From: Erland Sommarskog (sommar-usefor@algonet.se)
Date: Sat Jul 21 2001 - 14:43:21 CDT
Jean-Marc Desperrier <jean-marc.desperrier@certplus.com> writes:
> But the problem is that when USEFOR is standardised, the use of charsets
> will no more be homogenous.
>
> There will be people using utf-8, and other using local encoding for
> headers in the same group.
Yes, there will be a transition period. But we have been through this
before, when we went from 7-bit to 8-bit.
But in difference to that transition, newsreaders can actually apply
some heuristics. A newsreader can easily detect that a string which is
supposed to be UTF-8 is not, and can thus in such case use a local charset
as a fallback.
And RFC2047 only solves this half-way. Readers that don't grasp UTF-8
will need to be rewritten anyway, and while rewriting the authors
can implement the fallback.
> > Not entirely correct. It is certainly true for a popular reader like
> > Free Agent. However, I expect UTF-8 support for my mail reader long
> > before RFC2047 support. To wit, I use mailx in a Telnet window, and all I need is UTF-8
> > support in my Telnet client.
>
> But getting UTF-8 by loosing ISO-8859-1 or ISO-8859-2 support is not very
> great.
>
> I'd be very surprised if mailx is able to convert your message from
> ISO-8859-x to UTF-8, and does not handle RFC 2047.

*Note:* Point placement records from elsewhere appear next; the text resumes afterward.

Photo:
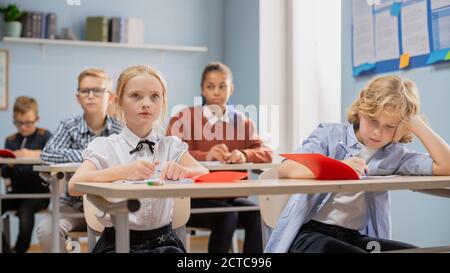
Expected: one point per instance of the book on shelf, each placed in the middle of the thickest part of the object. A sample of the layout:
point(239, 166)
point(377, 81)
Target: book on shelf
point(97, 29)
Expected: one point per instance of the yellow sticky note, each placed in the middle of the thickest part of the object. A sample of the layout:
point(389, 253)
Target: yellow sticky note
point(404, 60)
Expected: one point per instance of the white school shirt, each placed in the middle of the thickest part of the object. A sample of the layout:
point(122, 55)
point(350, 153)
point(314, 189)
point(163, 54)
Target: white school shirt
point(347, 210)
point(107, 152)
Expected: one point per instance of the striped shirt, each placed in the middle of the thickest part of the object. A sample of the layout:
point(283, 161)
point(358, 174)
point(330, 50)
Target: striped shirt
point(71, 138)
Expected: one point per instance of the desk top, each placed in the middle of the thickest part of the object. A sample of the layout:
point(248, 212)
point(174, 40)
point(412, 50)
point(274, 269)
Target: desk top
point(53, 168)
point(217, 166)
point(210, 165)
point(21, 161)
point(262, 187)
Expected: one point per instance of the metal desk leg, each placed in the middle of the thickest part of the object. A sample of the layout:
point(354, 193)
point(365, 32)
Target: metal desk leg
point(182, 235)
point(55, 215)
point(120, 222)
point(92, 239)
point(1, 227)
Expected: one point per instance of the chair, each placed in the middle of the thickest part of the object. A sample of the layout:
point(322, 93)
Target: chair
point(271, 206)
point(180, 216)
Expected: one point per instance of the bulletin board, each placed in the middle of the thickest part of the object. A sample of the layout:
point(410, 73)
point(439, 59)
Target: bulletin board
point(393, 35)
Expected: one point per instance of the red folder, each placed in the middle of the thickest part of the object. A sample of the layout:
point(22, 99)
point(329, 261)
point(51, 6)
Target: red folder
point(220, 177)
point(7, 153)
point(324, 167)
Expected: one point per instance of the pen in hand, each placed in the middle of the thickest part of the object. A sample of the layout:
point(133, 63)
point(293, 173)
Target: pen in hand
point(347, 150)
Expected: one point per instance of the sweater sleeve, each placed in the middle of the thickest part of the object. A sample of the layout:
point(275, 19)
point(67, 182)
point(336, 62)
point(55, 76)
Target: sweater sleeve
point(255, 149)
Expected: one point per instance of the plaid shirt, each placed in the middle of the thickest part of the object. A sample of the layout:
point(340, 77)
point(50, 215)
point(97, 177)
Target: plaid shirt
point(69, 141)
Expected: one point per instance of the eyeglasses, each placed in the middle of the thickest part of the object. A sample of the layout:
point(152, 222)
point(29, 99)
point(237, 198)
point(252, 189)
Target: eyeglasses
point(97, 91)
point(24, 123)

No, but I will be able to it. To wit, the Telnet client will still
include support for Latin-1, and with a few key presses I can change
the charset. I might even be able to persuade the Telnet author to
implement a shortcut key. If nothing else, there are macro progrocessors
out there that I could use.
When we went from 7-bit to 8-bit, changing my terminal forth and back
from 7-bit to 8-bit was a matter of routine.